Roman, par : Hichem Karoui

  • Éditeur ‏ : ‎ Global East-West (GEW)
  • Date de publication ‏ : ‎ 15 avril 2026
  • Langue ‏ : ‎ Français
  • Nombre de pages de l’édition imprimée  ‏ : ‎ 246 pages

La chute d’un homme au sommet. La quête d’une liberté que l’argent ne peut acheter.

Dans son nouveau roman, Le Protocole d’Abraham, Hichem Karoui explore les zones d’ombre nées de la normalisation diplomatique au Moyen-Orient. À travers le personnage de Rashid Al-Falasi, l’auteur interroge la nature même de l’engagement : qu’est-ce qu’une alliance quand elle lie non seulement des États, mais des âmes ?

Rashid Al-Falasi possède tout ce dont un homme peut rêver à Dubaï : la puissance, le respect et un rôle pivot dans les plus grands accords géopolitiques de la décennie. Mais depuis la mort de sa femme huit ans plus tôt, sa vie est une architecture de verre, brillante mais fragile.

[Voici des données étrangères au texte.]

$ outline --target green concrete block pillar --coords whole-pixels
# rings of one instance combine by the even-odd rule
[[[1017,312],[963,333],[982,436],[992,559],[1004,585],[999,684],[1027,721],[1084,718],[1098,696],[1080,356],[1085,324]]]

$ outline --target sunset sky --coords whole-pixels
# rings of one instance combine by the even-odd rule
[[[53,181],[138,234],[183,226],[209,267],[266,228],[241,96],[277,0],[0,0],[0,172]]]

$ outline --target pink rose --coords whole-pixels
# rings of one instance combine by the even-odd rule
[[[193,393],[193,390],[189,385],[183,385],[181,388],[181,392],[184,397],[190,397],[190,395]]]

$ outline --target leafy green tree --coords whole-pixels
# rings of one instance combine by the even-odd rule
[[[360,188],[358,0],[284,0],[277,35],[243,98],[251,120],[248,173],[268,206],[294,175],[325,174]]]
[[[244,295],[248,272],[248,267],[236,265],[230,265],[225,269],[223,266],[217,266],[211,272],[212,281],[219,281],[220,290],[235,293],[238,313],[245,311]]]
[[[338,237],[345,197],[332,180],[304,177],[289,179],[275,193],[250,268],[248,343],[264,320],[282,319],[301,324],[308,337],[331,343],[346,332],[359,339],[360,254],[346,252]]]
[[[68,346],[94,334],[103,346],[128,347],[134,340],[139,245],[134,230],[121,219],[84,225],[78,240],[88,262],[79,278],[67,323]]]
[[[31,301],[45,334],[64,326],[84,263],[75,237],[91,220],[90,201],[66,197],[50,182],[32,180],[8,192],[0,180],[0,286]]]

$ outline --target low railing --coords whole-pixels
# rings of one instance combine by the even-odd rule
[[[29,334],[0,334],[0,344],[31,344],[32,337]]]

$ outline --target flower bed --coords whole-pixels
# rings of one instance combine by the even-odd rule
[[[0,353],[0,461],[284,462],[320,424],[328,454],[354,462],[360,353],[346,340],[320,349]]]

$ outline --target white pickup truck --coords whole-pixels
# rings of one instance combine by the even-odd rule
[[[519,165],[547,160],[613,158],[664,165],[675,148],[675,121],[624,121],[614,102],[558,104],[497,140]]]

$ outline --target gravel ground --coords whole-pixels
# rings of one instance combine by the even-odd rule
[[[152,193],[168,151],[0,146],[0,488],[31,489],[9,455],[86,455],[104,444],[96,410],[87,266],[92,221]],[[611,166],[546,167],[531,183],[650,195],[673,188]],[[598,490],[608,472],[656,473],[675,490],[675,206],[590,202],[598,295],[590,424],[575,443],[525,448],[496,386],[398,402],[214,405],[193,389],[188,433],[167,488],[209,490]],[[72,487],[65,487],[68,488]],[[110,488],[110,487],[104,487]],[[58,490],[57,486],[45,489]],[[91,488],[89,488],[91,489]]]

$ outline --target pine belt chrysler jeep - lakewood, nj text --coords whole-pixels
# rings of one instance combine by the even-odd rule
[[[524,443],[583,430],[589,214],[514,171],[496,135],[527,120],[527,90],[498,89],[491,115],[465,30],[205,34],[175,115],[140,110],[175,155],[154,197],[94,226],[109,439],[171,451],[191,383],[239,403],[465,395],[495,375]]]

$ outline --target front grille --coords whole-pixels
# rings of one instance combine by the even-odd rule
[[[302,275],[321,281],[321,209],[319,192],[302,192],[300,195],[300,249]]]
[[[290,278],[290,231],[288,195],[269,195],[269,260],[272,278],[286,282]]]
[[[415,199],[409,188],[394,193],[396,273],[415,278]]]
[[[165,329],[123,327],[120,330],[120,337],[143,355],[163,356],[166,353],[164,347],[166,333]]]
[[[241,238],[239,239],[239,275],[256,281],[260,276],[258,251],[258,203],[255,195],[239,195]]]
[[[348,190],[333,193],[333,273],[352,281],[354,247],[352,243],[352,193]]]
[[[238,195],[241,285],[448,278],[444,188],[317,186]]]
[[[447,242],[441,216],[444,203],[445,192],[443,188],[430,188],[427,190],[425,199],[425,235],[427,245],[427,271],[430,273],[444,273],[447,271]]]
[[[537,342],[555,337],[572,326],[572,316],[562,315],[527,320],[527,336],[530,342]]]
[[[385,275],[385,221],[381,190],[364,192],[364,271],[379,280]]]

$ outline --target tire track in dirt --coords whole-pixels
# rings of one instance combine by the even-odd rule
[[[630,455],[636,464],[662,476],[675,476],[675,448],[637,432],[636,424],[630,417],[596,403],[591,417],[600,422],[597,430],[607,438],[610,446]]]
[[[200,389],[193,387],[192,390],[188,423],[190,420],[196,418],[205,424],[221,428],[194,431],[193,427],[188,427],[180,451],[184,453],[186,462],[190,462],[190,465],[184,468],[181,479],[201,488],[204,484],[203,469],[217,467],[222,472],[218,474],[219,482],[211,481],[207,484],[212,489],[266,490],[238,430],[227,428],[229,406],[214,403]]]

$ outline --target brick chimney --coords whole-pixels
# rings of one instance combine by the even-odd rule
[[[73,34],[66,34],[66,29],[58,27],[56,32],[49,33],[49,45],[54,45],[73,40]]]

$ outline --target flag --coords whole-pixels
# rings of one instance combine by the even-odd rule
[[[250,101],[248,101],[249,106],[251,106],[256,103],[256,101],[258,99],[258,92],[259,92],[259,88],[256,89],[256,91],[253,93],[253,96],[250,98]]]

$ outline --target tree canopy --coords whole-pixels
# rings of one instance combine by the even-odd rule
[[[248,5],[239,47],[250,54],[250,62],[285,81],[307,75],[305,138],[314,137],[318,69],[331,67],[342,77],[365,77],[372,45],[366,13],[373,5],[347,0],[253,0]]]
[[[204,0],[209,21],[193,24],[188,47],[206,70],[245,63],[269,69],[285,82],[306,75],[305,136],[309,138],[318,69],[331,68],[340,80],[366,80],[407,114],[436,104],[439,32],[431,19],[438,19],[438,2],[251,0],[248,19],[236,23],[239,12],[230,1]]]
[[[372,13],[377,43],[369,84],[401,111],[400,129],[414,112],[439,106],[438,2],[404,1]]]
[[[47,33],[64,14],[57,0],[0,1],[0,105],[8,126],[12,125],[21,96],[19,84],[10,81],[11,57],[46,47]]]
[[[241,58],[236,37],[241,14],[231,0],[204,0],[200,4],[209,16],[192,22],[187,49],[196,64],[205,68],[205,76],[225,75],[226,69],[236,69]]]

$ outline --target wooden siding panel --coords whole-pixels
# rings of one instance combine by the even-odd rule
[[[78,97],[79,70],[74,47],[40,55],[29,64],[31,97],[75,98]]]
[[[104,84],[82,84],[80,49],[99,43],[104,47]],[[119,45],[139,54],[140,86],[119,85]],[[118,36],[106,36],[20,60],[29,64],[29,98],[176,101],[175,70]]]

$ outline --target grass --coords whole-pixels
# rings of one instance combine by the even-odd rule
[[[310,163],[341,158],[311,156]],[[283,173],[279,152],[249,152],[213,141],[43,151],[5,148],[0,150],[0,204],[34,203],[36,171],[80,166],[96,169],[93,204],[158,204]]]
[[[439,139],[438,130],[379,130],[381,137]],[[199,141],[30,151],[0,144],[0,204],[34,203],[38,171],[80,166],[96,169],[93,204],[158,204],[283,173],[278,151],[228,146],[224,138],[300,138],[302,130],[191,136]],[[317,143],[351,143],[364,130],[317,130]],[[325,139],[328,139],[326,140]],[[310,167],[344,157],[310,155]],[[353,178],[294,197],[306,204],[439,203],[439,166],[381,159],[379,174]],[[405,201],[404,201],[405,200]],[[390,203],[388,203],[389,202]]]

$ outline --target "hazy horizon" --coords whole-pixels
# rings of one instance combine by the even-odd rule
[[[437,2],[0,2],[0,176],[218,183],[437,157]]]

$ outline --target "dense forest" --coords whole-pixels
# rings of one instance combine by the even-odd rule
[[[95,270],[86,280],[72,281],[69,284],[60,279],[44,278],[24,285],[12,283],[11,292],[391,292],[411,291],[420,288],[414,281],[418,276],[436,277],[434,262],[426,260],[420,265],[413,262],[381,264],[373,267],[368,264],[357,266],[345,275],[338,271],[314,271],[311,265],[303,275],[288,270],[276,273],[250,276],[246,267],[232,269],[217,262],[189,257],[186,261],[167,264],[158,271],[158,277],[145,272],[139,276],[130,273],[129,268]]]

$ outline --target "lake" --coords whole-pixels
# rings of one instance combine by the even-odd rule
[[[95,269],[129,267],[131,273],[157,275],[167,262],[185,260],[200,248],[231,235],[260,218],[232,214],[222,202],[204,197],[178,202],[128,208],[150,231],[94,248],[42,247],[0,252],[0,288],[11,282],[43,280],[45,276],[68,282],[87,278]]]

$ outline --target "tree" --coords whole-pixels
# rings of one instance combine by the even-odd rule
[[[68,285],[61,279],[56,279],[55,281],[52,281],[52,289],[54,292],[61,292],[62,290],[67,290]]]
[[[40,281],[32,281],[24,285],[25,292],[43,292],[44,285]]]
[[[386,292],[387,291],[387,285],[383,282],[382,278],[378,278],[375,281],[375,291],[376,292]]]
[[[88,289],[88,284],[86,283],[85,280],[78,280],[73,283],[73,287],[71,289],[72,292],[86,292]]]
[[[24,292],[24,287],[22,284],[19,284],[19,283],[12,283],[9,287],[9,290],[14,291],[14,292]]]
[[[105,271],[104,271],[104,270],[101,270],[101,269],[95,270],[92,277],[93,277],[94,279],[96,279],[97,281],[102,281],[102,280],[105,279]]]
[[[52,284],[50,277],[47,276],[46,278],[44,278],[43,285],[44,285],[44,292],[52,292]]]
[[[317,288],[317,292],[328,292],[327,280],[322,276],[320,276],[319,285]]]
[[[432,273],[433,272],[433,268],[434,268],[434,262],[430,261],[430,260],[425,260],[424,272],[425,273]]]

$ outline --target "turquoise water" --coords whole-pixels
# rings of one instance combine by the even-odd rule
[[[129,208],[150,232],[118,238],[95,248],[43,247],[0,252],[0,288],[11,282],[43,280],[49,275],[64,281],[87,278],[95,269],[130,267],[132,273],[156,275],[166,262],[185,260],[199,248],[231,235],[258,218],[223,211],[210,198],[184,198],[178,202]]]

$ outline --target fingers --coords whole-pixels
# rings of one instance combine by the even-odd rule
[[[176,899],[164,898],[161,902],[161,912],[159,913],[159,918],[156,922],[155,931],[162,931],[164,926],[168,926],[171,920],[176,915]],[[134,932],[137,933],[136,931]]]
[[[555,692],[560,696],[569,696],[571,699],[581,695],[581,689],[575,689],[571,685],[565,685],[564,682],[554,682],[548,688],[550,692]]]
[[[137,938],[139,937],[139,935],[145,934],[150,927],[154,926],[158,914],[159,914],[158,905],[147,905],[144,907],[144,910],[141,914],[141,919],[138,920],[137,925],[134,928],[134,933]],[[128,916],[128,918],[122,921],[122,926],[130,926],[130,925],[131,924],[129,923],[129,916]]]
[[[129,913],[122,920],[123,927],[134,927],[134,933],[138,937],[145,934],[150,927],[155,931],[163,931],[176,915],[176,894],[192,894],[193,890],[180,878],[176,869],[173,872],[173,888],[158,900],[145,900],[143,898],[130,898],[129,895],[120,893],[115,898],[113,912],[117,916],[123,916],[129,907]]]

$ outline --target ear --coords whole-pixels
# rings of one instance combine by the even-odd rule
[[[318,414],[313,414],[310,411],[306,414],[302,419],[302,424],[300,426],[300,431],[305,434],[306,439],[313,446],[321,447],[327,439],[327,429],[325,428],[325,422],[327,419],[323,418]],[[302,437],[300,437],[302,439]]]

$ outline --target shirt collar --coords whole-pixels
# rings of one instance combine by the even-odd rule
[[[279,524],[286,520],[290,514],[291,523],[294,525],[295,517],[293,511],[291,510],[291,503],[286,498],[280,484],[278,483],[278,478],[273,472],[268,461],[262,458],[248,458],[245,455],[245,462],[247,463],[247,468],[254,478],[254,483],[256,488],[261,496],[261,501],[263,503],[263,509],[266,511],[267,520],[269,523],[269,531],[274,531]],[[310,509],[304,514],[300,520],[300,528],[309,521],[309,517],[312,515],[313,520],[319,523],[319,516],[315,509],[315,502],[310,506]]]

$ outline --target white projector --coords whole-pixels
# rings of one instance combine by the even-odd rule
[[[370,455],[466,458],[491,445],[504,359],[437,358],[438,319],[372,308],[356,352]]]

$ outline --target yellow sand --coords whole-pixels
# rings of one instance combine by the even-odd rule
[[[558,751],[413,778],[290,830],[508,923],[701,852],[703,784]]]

L’arrivée de Julian Thorne, un homme à la courtoisie inquiétante, et la réapparition d’un héritage paternel oublié, le Kitab al-Ahd (Le Livre du Contrat), déchirent le voile de sa réalité. Rashid comprend que son ascension fulgurante n’était pas due au seul talent, mais à une hypothèque spirituelle contractée par sa lignée.

Harcelé par des forces qui manipulent les coïncidences et la mort, Rashid se tourne vers Amara, une avocate intègre, pour lancer une procédure inédite : un procès contre lui-même. Pour se libérer des Muhasabun, ces architectes de l’ombre qui exigent un paiement en “réalité”, il devra orchestrer sa propre ruine publique.

Le Protocole d’Abraham est une œuvre profonde sur la responsabilité et la mémoire. Hichem Karoui signe ici un “Noir métaphysique” saisissant, où les termes d’un contrat de fusion deviennent les versets d’une lutte pour la survie de l’esprit. Une exploration fascinante de la culture émiratie moderne confrontée à ses propres démons et à l’implacable marche du progrès.

Ce roman captivera les lecteurs de thrillers intellectuels et ceux qui cherchent une littérature explorant les frontières entre le visible et l’invisible. Un roman dense, élégant et profondément original qui confirme Hichem Karoui comme une voix singulière capable de transformer les enjeux du Moyen-Orient en une tragédie universelle sur la liberté et la vérité.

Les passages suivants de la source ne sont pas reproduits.